Antes de la pandemia, Brasil ya seguía una política de retrocesos económicos, ambientales y políticos; el golpe que destituyó a la presidenta Dilma Rousseff en 2016 fue el punto de inflexión del oscurantismo. Se llevaron a cabo reformas laborales y asistenciales impensables en los países del Norte Global con la promesa de generar muchos puestos de trabajo que nunca llegaron. La parte de la sociedad que más sufrió este cambio fueron los pobres, que en Brasil son en su mayoría personas de raza negra, que son la mayoría de la población.
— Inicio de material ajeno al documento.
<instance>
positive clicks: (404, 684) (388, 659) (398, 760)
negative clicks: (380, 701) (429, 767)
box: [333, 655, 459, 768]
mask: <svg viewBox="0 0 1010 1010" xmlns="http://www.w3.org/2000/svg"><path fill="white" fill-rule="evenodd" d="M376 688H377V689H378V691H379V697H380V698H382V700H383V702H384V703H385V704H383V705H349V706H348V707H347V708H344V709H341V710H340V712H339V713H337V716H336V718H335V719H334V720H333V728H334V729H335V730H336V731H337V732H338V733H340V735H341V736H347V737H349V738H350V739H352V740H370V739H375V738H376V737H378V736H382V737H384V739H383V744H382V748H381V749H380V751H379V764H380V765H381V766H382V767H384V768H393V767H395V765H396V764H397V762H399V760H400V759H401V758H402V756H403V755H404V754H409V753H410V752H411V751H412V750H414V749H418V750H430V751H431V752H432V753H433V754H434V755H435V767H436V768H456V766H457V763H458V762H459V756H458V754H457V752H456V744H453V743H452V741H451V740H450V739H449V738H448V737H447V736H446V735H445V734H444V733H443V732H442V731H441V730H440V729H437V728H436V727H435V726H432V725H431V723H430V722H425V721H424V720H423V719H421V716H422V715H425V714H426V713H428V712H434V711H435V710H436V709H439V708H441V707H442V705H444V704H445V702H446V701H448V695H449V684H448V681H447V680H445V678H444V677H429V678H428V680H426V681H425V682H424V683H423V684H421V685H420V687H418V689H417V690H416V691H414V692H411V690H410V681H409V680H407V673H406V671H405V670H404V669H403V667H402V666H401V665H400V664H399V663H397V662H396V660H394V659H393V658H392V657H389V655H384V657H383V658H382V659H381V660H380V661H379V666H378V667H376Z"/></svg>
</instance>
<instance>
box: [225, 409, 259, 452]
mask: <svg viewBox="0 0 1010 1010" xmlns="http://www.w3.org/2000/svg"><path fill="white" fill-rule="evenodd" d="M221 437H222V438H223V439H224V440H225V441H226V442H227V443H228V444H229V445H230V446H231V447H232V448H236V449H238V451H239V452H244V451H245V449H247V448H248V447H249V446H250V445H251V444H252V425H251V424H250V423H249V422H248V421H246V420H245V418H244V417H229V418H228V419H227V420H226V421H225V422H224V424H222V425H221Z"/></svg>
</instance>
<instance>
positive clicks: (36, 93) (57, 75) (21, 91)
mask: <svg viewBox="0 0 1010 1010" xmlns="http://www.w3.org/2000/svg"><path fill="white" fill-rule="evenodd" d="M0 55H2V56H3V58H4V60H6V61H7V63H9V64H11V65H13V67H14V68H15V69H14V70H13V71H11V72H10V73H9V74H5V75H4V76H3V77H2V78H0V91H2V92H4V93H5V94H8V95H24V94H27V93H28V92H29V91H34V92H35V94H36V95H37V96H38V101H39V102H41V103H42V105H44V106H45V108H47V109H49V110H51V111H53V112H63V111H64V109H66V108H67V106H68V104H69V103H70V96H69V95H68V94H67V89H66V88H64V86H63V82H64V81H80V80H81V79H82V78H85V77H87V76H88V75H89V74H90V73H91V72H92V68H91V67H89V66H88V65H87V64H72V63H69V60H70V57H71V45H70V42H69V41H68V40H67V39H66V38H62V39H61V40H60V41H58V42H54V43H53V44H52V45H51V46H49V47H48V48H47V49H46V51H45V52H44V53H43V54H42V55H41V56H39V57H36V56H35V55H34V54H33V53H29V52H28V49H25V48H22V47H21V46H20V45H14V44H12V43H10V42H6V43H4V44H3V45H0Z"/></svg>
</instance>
Pero en la pandemia, lo que era malo empeoró. El aumento de los casos de violencia doméstica encontró en Brasil un catalizador para la reducción drástica e incluso la erradicación de los fondos destinados a las políticas públicas de acogida de las mujeres víctimas de la violencia, como los refugios integrados, la denuncia y los centros de asistencia social. El país ocupa un lugar destacado en el podio de los feminicidios, los abusos sexuales a menores, las violaciones y la violencia doméstica.

Datos de 2019, en un escenario prepandémico, del Anuário Brasileiro de Segurança Pública (Anuario Brasileño de Seguridad Pública) registran que cada 8 minutos en Brasil violan a una mujer, joven o niño. El informe señalaba que el 57,9% de las víctimas tenían como máximo 13 años. En el 84,1% de los casos, el violador es alguien conocido por la víctima: un familiar o una persona de confianza. Según el mismo Anuario, cada dos minutos una mujer es agredida. Hubo 266.310 registros de lesiones corporales como resultado de la violencia doméstica en el país. En este caótico contexto, la reducción del presupuesto para las políticas de protección de las mujeres por parte del Gobierno de Bolsonaro en un 94% es cruel y responsable de la muerte y la desgracia de innumerables mujeres y niñas en el país.

Podría pasarme un día entero enumerando los absurdos que nos hemos visto obligados a soportar en los últimos cuatro años y aún así no sería suficiente. Podría hablar sobre la desinversión del 34% en el presupuesto anual de Ciencia y Tecnología, que ha llevado a un escenario de caos en la educación superior, con el fin de los programas de intercambio, la precariedad de la investigación en el país y la falta de presupuesto para que las universidades públicas sigan funcionando. Podría hablar de lo que ha significado la política de Bolsonaro en términos de muerte para los pueblos indígenas, con el estímulo a la guerra desatada por la minería ilegal en tierras protegidas, así como la política de daño ambiental. Podría hablar de muchas cosas, pero la verdad es que Brasil no aguanta más. Es necesario y fundamental un cambio profundo.